Is this a dog or a wolf?
Scientists find answer for 18,000-year-old puppy found in Siberian permafrost.
The frozen remains of a puppy (nicknamed “Dogor”) was complete with fur and whiskers. He was found in eastern Siberia in 2018. Early DNA analyses to determine if this was a dog or a wolf were inconclusive, indicating that the pup may have been a common ancestor of both.
In a new study aimed at understanding dog domestication, researchers analyzed the genome of the puppy, along with the genomes of 72 ancient wolves, reported LiveScience . The study was published in Nature and concluded that the puppy was a wolf, not closely related to the earliest dogs.
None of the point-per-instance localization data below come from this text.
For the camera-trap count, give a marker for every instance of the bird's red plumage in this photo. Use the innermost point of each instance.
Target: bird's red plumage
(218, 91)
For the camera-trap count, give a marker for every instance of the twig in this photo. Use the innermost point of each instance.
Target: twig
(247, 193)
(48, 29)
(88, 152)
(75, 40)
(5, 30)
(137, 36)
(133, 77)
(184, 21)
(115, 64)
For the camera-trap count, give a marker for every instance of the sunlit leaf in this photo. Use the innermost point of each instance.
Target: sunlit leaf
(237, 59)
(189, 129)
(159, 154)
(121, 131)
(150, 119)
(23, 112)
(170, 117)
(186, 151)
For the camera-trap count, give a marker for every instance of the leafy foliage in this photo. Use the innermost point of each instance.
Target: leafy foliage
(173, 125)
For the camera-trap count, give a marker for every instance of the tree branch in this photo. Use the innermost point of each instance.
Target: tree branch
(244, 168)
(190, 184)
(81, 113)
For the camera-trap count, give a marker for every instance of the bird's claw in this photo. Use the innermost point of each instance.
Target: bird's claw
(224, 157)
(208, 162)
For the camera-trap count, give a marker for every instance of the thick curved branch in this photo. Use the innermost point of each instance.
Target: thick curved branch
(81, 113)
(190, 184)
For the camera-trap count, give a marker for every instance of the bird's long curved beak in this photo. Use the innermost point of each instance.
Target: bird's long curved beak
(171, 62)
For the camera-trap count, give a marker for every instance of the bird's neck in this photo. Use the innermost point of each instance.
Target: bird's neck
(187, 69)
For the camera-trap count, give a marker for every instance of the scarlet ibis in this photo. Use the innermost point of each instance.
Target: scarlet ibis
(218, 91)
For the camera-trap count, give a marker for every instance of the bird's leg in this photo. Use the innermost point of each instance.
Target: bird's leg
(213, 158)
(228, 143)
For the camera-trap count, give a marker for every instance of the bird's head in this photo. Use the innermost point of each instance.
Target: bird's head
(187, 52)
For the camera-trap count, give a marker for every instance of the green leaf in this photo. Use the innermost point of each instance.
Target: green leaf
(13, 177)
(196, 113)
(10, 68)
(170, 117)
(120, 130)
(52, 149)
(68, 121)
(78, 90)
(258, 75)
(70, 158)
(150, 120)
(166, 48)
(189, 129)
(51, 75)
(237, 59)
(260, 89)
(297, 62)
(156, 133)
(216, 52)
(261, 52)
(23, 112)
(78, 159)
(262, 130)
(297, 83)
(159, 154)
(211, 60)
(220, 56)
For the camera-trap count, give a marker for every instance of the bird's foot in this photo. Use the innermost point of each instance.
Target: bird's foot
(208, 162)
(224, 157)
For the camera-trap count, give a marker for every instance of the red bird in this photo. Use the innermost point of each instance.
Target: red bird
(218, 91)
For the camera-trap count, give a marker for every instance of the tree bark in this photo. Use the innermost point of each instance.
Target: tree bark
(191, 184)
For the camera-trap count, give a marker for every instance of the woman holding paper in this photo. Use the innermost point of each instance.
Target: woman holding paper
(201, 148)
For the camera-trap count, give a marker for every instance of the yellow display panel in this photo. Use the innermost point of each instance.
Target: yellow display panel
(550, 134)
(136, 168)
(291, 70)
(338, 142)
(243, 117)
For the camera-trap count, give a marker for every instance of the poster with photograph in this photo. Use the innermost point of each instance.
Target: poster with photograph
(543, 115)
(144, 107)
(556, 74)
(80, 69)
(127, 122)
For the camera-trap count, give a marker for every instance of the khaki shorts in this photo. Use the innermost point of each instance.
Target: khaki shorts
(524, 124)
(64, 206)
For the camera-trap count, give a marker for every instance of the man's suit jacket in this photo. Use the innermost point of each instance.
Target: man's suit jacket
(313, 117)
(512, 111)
While is it known that dogs were the earliest animal domesticated by humans, it is not known where this occurred. The analysis of ancient wolf genomes spanned 100,000 years of prehistory in Europe, Siberia and northwestern North America. The genomes revealed that wolves thrived throughout the ice age, with a globally connected population.
Unraveling the domestication process of the dog is far from simple, though. The researchers found that dogs are more closely related to ancient wolves from eastern Eurasia than to those from western Eurasia. This may mean that domestication occurred in the east. But the study also reported that dogs in the Near East and Africa came from a distinct population similar to southwest Eurasian wolves. This could indicate an independent domestication process or genetic mixture from local wolves. None of the analyzed ancient wolf genomes was a direct match for either of these dog ancestries. So, the search for the ancient wolf population that spurred the first domestic dogs continues.